I often refer to Daiwa Ryu Jujutsu as a traditional martial art. But it was founded in 1979 — barely three decades old. So how can I justify that claim?
First and foremost, this is not a claim that Daiwa Ryu is a koryu. Koryu are Japanese martial arts which can demonstrate their existance before the westernisation of Japan. This is frequently taken to be those martial arts known to be in existence before the introduction of the sword laws in 1867. Koryu tend to be taught in small, intimate groups. The teaching is based on kata: a formalised set of attacks and responses. The senior grade typically takes the role of attacker — bad guy — and is ultimately defeated.
At the other end of the spectrum, there are many modern jujutsu styles which teach in a very different fashion. In the UK, one example would be the Jitsu Foundation.

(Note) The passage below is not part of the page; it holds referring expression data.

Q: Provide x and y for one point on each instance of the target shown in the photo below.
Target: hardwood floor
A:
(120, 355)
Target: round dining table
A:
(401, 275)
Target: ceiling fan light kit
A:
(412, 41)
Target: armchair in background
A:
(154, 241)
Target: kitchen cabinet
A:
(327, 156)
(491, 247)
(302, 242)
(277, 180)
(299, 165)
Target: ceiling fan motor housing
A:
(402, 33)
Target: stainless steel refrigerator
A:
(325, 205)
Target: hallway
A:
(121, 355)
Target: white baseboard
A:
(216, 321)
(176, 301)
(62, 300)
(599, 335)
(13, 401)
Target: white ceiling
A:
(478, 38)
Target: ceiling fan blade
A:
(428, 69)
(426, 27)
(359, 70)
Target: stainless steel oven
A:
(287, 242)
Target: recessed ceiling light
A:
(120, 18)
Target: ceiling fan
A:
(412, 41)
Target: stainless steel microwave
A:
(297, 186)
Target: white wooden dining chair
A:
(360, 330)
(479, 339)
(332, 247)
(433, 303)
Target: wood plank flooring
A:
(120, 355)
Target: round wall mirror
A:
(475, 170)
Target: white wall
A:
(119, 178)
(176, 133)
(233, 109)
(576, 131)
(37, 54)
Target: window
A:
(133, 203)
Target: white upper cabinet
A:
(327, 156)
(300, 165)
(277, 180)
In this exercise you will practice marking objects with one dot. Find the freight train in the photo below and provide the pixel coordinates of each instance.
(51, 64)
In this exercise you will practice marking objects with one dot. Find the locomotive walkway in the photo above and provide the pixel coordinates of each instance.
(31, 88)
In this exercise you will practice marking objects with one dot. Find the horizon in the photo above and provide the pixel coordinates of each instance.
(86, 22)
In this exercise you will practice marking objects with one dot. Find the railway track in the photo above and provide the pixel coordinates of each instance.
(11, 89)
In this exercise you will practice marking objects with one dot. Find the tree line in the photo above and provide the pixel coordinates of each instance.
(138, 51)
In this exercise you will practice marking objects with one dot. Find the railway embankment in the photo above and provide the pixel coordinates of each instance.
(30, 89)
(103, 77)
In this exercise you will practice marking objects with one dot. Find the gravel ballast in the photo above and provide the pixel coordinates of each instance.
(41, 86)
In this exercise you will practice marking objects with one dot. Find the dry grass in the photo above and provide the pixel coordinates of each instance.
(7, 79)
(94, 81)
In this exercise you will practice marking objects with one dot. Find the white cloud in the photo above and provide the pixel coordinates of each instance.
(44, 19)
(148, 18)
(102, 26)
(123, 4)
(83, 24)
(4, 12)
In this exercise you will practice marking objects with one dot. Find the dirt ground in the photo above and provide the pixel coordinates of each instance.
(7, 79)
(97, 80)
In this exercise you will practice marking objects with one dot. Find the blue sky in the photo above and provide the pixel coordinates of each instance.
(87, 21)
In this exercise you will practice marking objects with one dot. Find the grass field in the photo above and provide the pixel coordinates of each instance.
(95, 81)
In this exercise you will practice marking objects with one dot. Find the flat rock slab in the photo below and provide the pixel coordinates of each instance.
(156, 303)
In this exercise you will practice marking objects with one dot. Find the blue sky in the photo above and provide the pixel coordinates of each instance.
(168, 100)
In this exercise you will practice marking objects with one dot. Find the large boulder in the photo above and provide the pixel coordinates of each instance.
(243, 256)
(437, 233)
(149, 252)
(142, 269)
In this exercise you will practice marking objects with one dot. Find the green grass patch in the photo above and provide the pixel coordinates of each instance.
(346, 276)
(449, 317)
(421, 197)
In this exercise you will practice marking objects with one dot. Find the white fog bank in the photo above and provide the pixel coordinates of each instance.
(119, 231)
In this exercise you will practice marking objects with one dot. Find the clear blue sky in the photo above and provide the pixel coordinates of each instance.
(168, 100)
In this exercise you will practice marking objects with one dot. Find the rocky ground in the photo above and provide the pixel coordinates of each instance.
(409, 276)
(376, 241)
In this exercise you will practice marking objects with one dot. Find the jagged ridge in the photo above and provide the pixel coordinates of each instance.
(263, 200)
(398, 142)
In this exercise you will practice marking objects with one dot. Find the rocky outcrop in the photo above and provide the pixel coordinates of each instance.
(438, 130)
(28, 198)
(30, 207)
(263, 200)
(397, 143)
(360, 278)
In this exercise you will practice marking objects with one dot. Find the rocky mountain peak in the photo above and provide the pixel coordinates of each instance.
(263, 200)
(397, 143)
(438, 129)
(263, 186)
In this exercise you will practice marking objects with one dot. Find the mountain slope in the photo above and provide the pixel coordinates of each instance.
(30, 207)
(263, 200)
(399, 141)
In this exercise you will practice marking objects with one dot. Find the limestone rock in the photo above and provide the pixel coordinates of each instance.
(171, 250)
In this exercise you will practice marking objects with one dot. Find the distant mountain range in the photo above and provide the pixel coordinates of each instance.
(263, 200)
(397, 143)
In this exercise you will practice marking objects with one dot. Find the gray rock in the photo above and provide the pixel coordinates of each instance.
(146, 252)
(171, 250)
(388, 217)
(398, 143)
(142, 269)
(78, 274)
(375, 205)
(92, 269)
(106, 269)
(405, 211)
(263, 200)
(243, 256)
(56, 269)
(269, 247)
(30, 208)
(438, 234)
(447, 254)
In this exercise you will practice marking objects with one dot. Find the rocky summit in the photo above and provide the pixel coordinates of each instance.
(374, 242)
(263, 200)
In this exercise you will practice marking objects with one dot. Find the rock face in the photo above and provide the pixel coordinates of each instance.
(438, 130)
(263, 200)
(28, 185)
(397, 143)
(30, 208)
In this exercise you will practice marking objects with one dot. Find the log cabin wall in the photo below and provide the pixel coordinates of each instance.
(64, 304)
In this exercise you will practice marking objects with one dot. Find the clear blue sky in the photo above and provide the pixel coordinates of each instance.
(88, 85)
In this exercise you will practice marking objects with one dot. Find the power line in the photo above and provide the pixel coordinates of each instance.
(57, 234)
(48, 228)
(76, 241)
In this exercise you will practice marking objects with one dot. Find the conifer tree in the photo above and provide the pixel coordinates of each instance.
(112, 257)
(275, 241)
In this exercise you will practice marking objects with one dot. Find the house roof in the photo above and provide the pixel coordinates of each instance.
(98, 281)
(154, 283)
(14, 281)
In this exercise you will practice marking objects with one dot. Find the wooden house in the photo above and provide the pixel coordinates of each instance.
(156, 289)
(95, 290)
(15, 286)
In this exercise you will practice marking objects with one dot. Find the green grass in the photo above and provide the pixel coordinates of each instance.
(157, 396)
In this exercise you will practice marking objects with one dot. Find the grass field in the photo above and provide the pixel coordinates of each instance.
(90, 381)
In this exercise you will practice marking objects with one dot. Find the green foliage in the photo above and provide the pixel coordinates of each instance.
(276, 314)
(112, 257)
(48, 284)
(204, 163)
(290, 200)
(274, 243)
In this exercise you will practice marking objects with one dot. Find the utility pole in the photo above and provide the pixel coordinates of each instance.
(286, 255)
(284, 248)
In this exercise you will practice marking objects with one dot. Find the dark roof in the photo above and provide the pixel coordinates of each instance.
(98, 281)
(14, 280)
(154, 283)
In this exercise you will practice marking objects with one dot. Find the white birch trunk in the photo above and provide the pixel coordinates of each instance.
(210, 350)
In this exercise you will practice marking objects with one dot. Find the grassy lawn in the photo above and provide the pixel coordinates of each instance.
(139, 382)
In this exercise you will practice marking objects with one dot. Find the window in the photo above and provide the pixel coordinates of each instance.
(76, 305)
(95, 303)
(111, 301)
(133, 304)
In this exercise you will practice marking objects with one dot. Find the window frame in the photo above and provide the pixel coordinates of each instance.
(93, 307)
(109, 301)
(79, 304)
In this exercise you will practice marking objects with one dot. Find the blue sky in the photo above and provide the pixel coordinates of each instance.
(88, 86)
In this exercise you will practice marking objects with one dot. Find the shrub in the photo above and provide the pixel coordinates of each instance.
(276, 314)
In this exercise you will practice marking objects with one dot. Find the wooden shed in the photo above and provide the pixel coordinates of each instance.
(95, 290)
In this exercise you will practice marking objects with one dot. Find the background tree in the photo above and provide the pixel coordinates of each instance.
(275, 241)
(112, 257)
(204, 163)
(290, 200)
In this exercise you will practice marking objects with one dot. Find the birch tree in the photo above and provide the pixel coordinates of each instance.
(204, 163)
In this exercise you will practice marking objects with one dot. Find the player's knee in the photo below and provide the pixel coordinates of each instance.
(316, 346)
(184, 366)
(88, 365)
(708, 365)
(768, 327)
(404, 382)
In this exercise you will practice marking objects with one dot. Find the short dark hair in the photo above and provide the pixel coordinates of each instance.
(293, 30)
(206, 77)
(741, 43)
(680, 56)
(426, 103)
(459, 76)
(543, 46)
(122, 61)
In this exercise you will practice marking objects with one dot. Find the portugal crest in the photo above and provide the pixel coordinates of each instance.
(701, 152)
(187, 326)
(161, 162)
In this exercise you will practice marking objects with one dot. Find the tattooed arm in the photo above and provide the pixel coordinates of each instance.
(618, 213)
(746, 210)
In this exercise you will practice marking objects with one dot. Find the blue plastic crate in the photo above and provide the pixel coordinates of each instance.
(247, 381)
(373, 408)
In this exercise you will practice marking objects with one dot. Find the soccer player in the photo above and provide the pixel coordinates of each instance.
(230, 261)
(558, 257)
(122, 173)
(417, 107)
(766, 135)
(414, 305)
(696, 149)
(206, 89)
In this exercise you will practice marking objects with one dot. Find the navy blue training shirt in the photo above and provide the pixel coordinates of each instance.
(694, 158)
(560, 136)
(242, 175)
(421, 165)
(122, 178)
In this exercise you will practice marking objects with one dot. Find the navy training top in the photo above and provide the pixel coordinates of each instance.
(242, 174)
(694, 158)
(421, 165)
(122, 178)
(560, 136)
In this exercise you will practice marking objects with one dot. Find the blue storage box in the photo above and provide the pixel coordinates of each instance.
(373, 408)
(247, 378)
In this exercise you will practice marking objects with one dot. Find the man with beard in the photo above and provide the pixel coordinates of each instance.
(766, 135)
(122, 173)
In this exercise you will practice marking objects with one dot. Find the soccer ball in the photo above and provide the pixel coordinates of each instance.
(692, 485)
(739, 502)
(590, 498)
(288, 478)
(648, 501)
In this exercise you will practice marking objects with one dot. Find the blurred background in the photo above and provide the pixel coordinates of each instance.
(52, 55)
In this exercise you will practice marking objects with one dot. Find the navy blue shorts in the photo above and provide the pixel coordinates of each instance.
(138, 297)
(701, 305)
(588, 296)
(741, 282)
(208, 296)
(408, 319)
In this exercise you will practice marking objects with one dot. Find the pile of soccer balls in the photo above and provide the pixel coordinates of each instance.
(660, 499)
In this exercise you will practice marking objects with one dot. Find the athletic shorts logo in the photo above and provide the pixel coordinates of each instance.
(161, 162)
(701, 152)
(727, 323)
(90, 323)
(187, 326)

These groups have adopted techniques and teaching styles for a different audience, with less emphasis on kata and more on contest and self defence applications. For the Jitsu Foundation, and others, this has been hugely successful with clubs opening up all over the country and a large active membership
So where does Daiwa Ryu fit in? The underlying curriculum is kata based: two people performing a predetermined series of movements to demonstrate a technique, and commit it to muscle memory. Attention is paid to the smallest details of the kata, a little finger turned out or a slight rotation of a joint all combine to allow the technique to be effective. The kata we are practising is derived from Hakko Ryu Jujutsu, in turn derived from one of the koryu: Daito Ryu.
Classes are small — typically a handful of people, with a high proportion of experienced practicioners. This allows us to train with a high degree of attention to detail. In turn, that attention to detail tends to discourage a number of beginners who are looking for a more dynamic approach.
As well as our underlying lineage, we have other influences: the other martial arts which members of the club have studied. Martial art schools differ in their approach to cross training in other martial arts. Some actively discourage it, others, like us, are keen to welcome students of other styles and benefit from the different perspective. So the Daiwa Ryu taught in Oxfordshire builds on the same underlying kata as Daiwa Ryu taught elsewhere, but is influenced by my own background in other martial arts: notably aikido, judo, other jujutsu styles and shorinji kempo.